I always hav a reason, like first it was if I just lose weight, now it is if I just get a good nights sleep/ fix my meds
Yes. Everytime I fix something I think “this is the day”. But then nothing changes really.
That’s why this song haunts me. It has the lyrics
This is the day
Your life will surely change
This is the day
That things fall into place
That song is sad because it’s true.
Yeah. That song screws me up a bit because I always think of it now when I think I’ve turned a corner.
Ya just cure the schizophrenia, which is like 8 illnesses in one.
If I can cure my brain injury and stop hurting so bad, which is giving me intrusive thoughts, I can be a human and go out often, and bring company over to my house comfortably.
Honestly, the number of symptoms I experience with this illness is somewhat overwhelming compared to any other ailment I’ve ever had.
I didn’t notice my cognitive symptoms until I started working and was having all sorts of trouble with my executive functioning. I couldn’t remember things, read or understand directions very well, break a project down into steps… I kept telling myself I must not be getting enough sleep. So I started going to bed earlier and earlier. I bought one of those sleep monitors to measure my time in the different sleep stages. Everyday I’d get up and think, today is the day.
I finally got a neuropsych exam and the report showed cognitive impairment and attributed it to my psychotic break. It wasn’t that I wasn’t getting enough sleep—something was really wrong with me. That was really devastating.
I have cognitive impairment too. I hope you feel better soon. I have problems with my hearing and listening skills.

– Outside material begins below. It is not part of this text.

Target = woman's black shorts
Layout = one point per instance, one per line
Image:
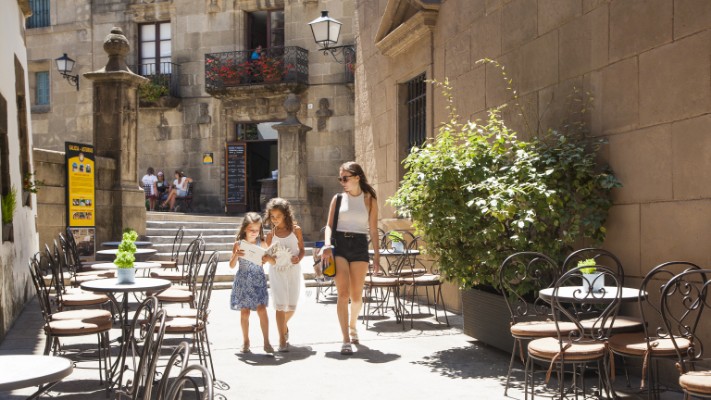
(352, 246)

I’ve always thought that if I could lose all the weight I’ve gained on meds I’d have enough confidence to live a more normal outgoing life.
Thanks. Me too. My boss has started breaking things down for me at a pace and in a tone normally reserved for children. I can’t tell you how bad that makes me feel. It makes me wonder if I ever talked that way to someone before I got sick. I hope not.
Abilify seemed to help me with my hearing, but caused a lot of other problems. I’m currently on Vraylar and I love it.